Dans cette renaissance taurine que connaît toute l'Espagne, à la mi-février s'est tenue à la Mairie de Séville une réunion unique au cours de laquelle de nombreuses associations taurines de la ville se sont réunies pour présenter leurs idées sur certaines questions d'actualité, tout en étant sollicitées pour des propositions pour l'avenir. La plupart des groupes présents étaient représentés par des jeunes de moins de trente ans, à l'exception des deux groupes les plus âgés de Los 40 et de la Tertulia de Spartaco. Là, la Tertulia Los 13, le Círculo Cultural Pablo Aguado, la Tertulia El Porvenir, le Club taurin de Séville, la Tertulia Puerta Carmona, la Tertulia Taurina Universitaria, la Peña Trianera Juan Ortega et la Peña Eduardo Dávila Miura ont élevé la voix, en plus des deux mentionnées ci-dessus. Cette initiative inédite était surprenante. Il s’avère que non seulement ces jeunes aiment les taureaux, mais qu’ils s’inquiètent aussi pour leur avenir. De plus, ils ont des goûts très définis, il suffit de revoir certains titres de leurs groupes. Là, ils ont montré leur opinion sur le taureau qui devait entrer dans le ring de la Plaza de Séville, ils ont exprimé leur opinion sur les performances et les décisions de la loge et ils ont eu la liberté d'exprimer leurs idées.
Des conclusions frappantes ont été tirées de tout ce qui a été discuté, mais j'ai été frappé par les goûts et les réflexions des fans sur le passé. Il y a une coïncidence générale dans la revendication d'un torero quelque peu marginalisé dans la mémoire de beaucoup : Pepín Martín Vázquez, pour qui un monument a été demandé à Séville. On a également évoqué Rafael « El Gallo », un génie éclipsé par l'importance de son frère José. Et Paco Camino et Ignacio Sánchez Mejías ont été mentionnés.
Et Pepín a une signification particulière. Aucun des nouveaux fans n'a vu le grand combat de torero sévillan, mais ils l'admirent tous et ont été enthousiasmés en regardant les images de Currito de la Cruz. Et dans cette déclaration d'admiration pour le torero sévillan, un centre commercial avec des monuments de toreros sévillans a été proposé dans certaines rues de la ville.
Parmi tant de bonnes surprises, celle qui m'a le plus marqué a été la déclaration manifeste de tous les groupes faisant l'éloge de l'art torero. Certaines de ces associations portent son nom dans leurs titres, mais toutes optent ouvertement et avec insistance pour leur goût et leur appréciation pour les toreros artistiques. C'est-à-dire que les nouveaux fans sont représentés et suivent les toreros avec le sceau de la qualité et du sentiment, ce qui justifie cette tendance actuelle à revaloriser la tauromachie de pureté et d'arrière-goût par rapport à la tauromachie de domination et d'encimisme qui nous assaille si fréquemment à cette époque dans les arènes.

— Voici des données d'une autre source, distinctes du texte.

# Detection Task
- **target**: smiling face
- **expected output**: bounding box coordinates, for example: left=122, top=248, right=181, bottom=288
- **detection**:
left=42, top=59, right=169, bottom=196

La tauromachie classique est celle qui ne se démode jamais, c'est une façon de faire de la tauromachie avec la base de l'éternel, de ce qu'on ne peut pas faire mieux. Cette tauromachie est de nouveau à la mode. C'est la raison pour laquelle les matadors de ce type, qui à d'autres moments occuperaient des positions moins importantes, sont préférés par ceux qui s'approchent du Festival. C’est l’explication de cette formidable vague de moranisme qui s’est emparée non seulement des fans, mais de tous les domaines de la société.
Cette tauromachie classique du grand art est préférée par la majorité, toujours avec le postulat que tous les styles sont valables et même nécessaires. J'aime toujours me souvenir de ce que disent les nouveaux toreros lorsqu'on les interroge sur leurs miroirs et qu'ils nomment Morante, Urdiales, Aguado, Ortega…, même si la plupart d'entre eux présentent d'autres formes sur la face du taureau, très éloignées des toreros qu'ils vénèrent.
Ce sont ces enfants qui nous harcèlent avec des genoux, des passes changées, des bernadinas, des ruines, des arrimones à la pièce et d'autres types d'attaques similaires, mais il s'avère qu'ils ne savent pas bien se battre avec la cape. La conclusion est claire. La bonne tauromachie, l'art éternel, celui qui ne se démode jamais, est inimitable.
Accueillez la clameur des nouveaux fans de la tauromachie artistique. Que cette flamme de la tauromachie éternelle se propage parmi les supporters, toujours dans le respect de tous ceux qui se tiennent devant le taureau.